What is eSourcing?
As experts in Strategic eSourcing, we sometimes forget that not everyone understands and knows the in's and out's of our business. Therefore, we've written this article that defines eSourcing and explains the typical eSourcing tools and their benefits.
What is eSourcing?
eSourcing is the business process of finding, evaluating, selecting and collaborating with current and potential suppliers via an online, web-based platform. Using eSourcing software, buyers collect information about suppliers, their products and their pricing. This information is then organized, normalized and compiled by the eSourcing tool into eRFx documents, such as RFI, RFP and RFQ, to make viable comparisons based on what the buyer needs to purchase, and how they want to evaluate their potential sources of supply.
- RFI – Request for Information; used by buyers to collect and evaluate initial, high-level information about potential suppliers. RFI’s are typically focused on a supplier’s broader capabilities rather then specifics about the product offered and its costs. An RFI is the tool to use when you are looking for new sources of supply and want to “find out what’s out there”
- RFP – Request for Proposal; suppliers who are deemed qualified in the RFI can be invited to an RFP. In it, the buyer “requests a proposal” meaning they lay out in significant detail what they are looking to purchase and ask the bidder to provide a detailed response on how they would fulfil this need. This proposal will target either a buyer-defined solution (i.e. I want to buy this particular product with these specifications) or a buyer-defined outcome (i.e. I, the buyer, need to solve a business problem but I want you, the supplier, to suggest a particular solution to my problem). RFPs generally ask for specific responses about the company, product/service offered, and pricing. An RFP is the tool to use when you know what you want and want suppliers to tell you how they’ll provide it.
- RFQ – Request for Quotation; is typically the final step in a sourcing process. In it, the buyer is negotiating the final terms of an agreement, usually price. In some instances, an RFQ can solicit bids on items other than price such as payment terms, service requirements, or quantity discounts. An RFQ is the tool to use when you are comfortable with everyone bidding as a potential supplier and want to get the best deal.
Depending on the specific category or purchase, a buyer may choose an RFI, RFP, RFQ or some combination of all three. A complete, three-stage eRFx will always have the RFI first, then the RFP, and lastly the RFQ.
In the eRFx process, one starts with the broadest “audience” (i.e. pool of potential suppliers) in the RFI and then at each step moves to a more narrow set of increasingly qualified bidders. It’s not uncommon to start with fifty or more suppliers in an RFI and narrow down to a half-dozen or even fewer in the final RFQ.
eAuctions are a specific type of eRFQ. In an eAuction, buyers will invite pre-qualified bidders to compete on the final components of a negotiation. Most often, price is the primary data element collected in an eAuction, although not always. Being invited to an eAuction should mean that the buyer is comfortable with doing business with the potential supplier assuming the final negotiated terms are acceptable. Some organizations, especially in the public sector, even have corporate policies that the winner of the eAuction will be awarded the contract.
There are many different types of buy-side eAuctions.
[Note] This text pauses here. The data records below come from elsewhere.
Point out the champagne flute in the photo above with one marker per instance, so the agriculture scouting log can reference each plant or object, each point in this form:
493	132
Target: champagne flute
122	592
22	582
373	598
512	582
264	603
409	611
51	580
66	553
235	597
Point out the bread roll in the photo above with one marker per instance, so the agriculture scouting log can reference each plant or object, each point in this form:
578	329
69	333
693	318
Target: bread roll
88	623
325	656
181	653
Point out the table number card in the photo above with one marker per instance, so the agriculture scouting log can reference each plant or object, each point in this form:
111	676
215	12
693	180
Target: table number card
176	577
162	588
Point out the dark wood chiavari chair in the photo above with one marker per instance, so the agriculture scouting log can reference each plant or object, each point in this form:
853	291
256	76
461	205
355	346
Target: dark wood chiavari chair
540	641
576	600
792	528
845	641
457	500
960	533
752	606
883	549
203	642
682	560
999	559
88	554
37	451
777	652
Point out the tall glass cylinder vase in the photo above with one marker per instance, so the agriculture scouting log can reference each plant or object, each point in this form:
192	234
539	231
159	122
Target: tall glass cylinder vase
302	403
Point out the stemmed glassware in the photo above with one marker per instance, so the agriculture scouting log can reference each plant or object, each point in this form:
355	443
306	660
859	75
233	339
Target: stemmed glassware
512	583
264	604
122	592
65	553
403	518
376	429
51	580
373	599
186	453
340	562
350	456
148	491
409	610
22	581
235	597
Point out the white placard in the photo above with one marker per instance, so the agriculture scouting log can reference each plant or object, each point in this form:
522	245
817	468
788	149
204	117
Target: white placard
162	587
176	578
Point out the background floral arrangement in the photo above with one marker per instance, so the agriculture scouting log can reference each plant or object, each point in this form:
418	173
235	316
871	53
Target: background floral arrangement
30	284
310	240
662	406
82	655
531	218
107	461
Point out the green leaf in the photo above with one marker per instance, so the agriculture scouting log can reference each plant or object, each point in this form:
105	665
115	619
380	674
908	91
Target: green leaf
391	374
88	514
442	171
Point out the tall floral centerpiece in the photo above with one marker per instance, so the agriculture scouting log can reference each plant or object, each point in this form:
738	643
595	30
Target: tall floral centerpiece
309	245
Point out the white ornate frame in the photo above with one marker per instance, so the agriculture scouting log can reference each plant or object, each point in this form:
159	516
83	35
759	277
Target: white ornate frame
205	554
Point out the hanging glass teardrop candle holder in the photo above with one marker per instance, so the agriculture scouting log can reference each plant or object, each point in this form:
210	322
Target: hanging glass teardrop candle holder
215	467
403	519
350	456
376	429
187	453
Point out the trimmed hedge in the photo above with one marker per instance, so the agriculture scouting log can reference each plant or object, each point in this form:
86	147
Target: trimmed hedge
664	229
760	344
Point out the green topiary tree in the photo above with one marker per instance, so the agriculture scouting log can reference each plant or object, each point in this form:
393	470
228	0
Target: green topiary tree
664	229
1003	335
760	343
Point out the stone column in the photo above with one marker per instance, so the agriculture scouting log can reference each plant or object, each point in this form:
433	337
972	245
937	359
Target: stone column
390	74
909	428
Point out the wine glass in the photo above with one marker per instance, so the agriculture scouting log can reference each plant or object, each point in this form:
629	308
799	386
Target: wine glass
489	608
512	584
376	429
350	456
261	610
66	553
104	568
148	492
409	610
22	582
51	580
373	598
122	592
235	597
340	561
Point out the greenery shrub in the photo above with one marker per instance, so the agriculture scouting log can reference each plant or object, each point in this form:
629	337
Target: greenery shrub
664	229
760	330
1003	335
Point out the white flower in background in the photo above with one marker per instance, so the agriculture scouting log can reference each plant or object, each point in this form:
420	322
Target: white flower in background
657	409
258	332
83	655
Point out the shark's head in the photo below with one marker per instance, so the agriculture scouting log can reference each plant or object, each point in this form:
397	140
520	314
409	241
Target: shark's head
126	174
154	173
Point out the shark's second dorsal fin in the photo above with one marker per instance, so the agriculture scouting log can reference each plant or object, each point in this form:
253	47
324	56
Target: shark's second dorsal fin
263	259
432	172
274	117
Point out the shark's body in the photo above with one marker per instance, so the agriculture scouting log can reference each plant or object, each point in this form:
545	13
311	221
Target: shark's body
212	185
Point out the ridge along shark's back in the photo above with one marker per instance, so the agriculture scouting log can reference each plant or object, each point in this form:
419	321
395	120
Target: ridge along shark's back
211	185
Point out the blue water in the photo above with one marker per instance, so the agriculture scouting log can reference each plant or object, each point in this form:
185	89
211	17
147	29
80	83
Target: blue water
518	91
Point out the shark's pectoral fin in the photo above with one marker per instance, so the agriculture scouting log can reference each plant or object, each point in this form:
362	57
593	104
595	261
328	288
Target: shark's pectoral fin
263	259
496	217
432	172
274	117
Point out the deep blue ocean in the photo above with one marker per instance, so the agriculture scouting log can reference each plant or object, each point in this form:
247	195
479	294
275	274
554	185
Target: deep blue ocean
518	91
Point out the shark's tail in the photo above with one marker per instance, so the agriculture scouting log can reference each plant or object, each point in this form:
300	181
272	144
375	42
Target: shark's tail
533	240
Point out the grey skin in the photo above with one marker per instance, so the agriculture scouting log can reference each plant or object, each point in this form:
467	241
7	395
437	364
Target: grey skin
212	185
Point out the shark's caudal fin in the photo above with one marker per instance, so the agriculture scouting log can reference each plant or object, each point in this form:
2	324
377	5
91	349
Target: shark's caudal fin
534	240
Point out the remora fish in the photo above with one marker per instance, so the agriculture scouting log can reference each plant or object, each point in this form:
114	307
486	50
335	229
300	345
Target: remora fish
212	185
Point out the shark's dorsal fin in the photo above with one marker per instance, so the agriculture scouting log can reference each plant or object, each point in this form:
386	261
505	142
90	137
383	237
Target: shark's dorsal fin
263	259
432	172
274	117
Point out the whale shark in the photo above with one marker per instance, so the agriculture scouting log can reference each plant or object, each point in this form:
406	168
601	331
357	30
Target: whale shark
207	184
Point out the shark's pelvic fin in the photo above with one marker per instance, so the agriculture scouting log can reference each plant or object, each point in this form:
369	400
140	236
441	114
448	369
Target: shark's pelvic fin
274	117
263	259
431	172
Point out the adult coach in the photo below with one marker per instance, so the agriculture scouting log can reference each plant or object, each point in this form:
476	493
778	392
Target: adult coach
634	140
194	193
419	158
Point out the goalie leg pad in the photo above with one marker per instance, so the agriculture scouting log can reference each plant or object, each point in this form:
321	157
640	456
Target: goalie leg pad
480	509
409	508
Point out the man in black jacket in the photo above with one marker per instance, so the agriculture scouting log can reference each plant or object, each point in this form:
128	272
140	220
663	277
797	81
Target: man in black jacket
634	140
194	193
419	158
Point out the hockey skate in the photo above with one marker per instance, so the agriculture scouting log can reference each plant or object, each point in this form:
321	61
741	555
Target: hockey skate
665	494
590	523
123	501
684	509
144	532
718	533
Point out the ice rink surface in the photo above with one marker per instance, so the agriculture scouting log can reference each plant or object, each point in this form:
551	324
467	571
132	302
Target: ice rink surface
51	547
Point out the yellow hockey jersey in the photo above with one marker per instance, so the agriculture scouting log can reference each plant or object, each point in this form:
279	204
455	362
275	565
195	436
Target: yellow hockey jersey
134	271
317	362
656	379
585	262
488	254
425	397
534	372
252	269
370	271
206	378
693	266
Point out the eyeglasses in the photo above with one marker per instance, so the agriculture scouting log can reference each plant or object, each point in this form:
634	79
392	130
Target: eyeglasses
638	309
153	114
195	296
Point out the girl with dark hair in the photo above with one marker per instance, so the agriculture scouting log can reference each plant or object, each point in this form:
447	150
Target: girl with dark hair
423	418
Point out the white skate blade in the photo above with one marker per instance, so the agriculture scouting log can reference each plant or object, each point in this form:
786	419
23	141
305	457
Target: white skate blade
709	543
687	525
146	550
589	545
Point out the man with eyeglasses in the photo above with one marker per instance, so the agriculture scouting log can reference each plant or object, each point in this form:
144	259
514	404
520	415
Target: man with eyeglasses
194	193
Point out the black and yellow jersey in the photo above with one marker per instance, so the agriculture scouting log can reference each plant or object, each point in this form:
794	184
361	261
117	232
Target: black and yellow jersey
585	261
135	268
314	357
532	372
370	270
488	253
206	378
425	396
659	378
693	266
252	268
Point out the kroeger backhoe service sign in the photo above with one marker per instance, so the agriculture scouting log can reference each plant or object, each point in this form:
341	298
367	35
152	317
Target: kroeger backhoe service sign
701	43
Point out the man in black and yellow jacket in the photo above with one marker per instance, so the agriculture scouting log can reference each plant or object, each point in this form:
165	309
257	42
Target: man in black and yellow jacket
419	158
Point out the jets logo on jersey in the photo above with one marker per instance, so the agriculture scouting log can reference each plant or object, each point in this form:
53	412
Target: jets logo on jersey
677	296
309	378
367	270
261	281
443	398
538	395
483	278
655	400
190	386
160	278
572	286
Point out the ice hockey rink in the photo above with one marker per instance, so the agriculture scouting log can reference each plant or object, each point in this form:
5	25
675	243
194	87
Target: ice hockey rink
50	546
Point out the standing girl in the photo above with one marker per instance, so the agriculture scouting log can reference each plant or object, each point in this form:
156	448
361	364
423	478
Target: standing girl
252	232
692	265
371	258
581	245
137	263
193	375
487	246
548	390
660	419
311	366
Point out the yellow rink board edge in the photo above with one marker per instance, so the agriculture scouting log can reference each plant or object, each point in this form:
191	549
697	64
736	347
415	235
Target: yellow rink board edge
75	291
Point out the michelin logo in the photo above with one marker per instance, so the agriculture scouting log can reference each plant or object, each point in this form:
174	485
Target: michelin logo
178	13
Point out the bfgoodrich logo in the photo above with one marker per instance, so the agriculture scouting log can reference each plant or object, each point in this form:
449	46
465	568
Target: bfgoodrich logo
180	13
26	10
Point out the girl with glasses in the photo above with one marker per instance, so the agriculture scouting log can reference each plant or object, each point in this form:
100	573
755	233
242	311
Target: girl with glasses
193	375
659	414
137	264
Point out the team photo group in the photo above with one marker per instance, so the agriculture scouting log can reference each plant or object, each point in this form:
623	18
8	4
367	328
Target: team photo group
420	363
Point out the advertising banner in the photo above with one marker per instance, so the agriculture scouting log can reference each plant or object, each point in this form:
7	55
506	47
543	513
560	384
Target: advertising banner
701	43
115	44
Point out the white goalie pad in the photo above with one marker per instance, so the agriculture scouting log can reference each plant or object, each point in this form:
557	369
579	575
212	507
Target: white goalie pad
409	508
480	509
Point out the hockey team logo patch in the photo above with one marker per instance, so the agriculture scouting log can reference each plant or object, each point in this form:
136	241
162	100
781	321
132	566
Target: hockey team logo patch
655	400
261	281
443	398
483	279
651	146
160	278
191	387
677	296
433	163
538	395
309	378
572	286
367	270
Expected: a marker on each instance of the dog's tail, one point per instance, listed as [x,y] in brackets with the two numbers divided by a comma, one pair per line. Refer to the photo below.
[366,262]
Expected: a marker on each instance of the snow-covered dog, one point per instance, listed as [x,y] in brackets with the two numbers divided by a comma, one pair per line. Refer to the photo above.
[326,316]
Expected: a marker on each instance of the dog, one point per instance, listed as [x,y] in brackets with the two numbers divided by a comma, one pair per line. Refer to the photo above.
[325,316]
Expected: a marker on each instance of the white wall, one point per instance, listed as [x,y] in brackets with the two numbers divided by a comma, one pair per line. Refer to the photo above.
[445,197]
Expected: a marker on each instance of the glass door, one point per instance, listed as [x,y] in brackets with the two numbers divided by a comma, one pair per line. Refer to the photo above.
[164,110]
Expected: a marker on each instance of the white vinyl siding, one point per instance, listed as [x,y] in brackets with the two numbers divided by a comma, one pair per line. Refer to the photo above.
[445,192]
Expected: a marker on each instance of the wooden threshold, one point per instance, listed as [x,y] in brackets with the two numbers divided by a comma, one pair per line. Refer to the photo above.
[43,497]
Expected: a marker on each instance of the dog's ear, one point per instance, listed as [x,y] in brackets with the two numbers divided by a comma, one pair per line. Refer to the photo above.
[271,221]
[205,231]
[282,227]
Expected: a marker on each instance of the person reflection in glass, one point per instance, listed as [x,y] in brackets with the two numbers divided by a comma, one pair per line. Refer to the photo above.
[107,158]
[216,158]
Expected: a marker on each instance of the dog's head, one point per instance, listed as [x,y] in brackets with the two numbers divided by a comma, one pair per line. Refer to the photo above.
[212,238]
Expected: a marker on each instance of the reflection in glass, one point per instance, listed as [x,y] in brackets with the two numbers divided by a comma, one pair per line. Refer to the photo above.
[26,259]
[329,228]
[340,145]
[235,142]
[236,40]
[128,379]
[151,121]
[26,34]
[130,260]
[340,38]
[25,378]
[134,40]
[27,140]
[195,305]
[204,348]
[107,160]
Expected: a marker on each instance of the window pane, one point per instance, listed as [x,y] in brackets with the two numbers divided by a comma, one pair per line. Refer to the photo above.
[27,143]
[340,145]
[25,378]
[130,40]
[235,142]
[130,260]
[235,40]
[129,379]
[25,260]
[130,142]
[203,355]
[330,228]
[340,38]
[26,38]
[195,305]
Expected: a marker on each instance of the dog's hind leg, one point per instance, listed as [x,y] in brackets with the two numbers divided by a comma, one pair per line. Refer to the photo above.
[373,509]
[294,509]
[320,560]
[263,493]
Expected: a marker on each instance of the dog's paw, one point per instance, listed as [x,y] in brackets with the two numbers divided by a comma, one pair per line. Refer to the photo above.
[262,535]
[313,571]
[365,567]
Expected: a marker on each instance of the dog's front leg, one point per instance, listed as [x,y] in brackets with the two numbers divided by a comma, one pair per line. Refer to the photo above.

Scanmarket has an in-depth explanation of each here. The most common are:
- Reverse auction – bidders are given a starting price for the eAuction that all can agree to. The bidders will then compete against each other, progressively lowering their bids and hence the price paid by the buyer. The eAuction ends when the bidders stop improving on one another’s bids, leaving each bidder at their lowest acceptable price.
- Dutch auction – “First in the pool” prices start at a level so low that it would not be acceptable to any of the bidders. At pre-determined intervals, the price level “ticks up”. The first bidder to accept the new price wins the eAuction. The price will continue to tick up until a bidder accepts it. Once a bidder accepts the price, the event closes for all participants.
- Japanese auction – “Last one standing” prices start at a level so high that all bidders would accept it. Each bidder has to signal their acceptance within a specific time-frame. Once that time-frame has elapsed, the price will tick down, usually by a fraction of a percent, and the bidders again have that same time-frame (usually 1-2 minutes) to signal their acceptance. If a bidder does not signal their acceptance, they are removed from the event. When the price reaches a level where only one bidder has signalled their acceptance, the event will close.
There are multiple other formats and, within these, there are many permutations and exceptions based on specific scenarios and goals.
The real “secret” to success in eAuctions is not that much of a secret at all.
- First, do your homework by making sure that everything is clear and understood. Any uncertainty or ambiguity will lead to poor results.
- Second, pay attention to how you set up the eAuction. There are many different settings that can be used to change the dynamics of bidding, lotting, visibility and communication. These all matter and can have a significant impact on results.
- Lastly, create a level playing field where all bidders have the same information and the same chance at success.